Wieder erwischten die Gäste den besseren Start, bevor ein Dreier von Monty Scott den VfL auf 36:39 heranbrachte. Während die SparkassenStars nun offensiv besser auf Touren kamen, war die Intensität in der Verteidigung immer noch nicht auf dem gewünschten Niveau. Folgerichtig setzen sich die Gäste auf 40:46 ab.
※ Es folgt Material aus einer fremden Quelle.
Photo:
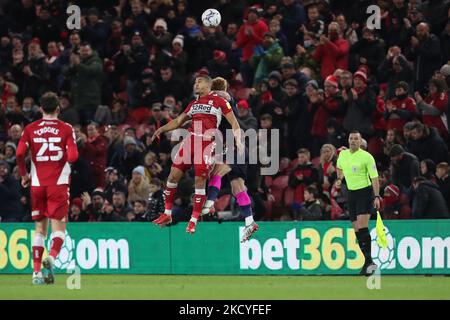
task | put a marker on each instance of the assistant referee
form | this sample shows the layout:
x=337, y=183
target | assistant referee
x=358, y=168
Ein Dreier von Marco Buljevic und vier Punkte von Felix Engel verkürzten den Rückstand auf 47:48, doch die Gäste aus dem Münsterland verteidigten den Vorsprung konsequent und trafen von der Linie zum 49:53 und wenig später durch den nun stärker werdenden Stefan Weß zum 49:55. Es begann die Zeit von Albert del Hoyo Perez, der auf 53:55 verkürzte und dabei Selbstvertrauen tankte. Florian Wendeler traf vier wichtige Freiwürfe und die SparkassenStars lagen gefühlt überraschend mit 57:56 vorne. Die Führung nach dem dritten Viertel gehörte aber weiter den Gästen aus Münster, die mit 59:61 in den letzten Durchgang kamen.

Fast zwei Minuten gönnten sich beide Teams nichts, bevor „Rudy“ del Hoyo zum 61:61 ausglich. Der VfL hatte nun endlich die nötige Intensität und gewann über die Verteidigung zunehmend die Kontrolle über die Begegnung. Del Hoyo legte einen Dreier zum 64:61 nach, Florian Wendeler tanzte seinen Gegner zum 66:61 aus, bevor es wieder der Spanier im Bochumer Dress war, der zum 68:61 einnetzte. Der VfL war nun in der Spur, begann auch seine Freiwürfe zu treffen und hatte eigentlich kaum noch Widerstand, außer in Person von Stefan Weß, der seine Farben zumindest im Spiel hielt. Die nun spielentscheidenden Florian Wendeler und Albert del Hoyo hielten jedoch erfolgreich dagegen und stellten das Ergebnis auf 75:67. Monty Scott erhöhte per Dreier auf 78:68, doch Stefan weß brachte Münster im Alleingang auf 78:73 heran, bevor Mark Gebhardt zwei wichtige Punkte am Korb zum 80:73 gelangen. Der Rest war dann Chefsache. Kapitän Felix Engel musste sechs Mal an die Linie, zeigte sich dort gewohnt nervenstark und brachte mit sechs Treffern den am Ende durch eine enorme Leistungssteigerung auch verdienten Sieg nach Hause.

Die Statistik der Begegnung wird präsentiert von

jewo300

VfL SparkassenStars Bochum – WWU Baskets Münster 87:77 (14:17, 19:18, 26:26, 28:16)

Es spielten: Buljevic (11/3), Meesmann, Engel (13), Gebhardt (10), Del Hoyo (14/1), Neusel, Shelukha, Nürenberg, Wendeler (17), Bals (4), Stachanczyk (6) und Scott (12/2).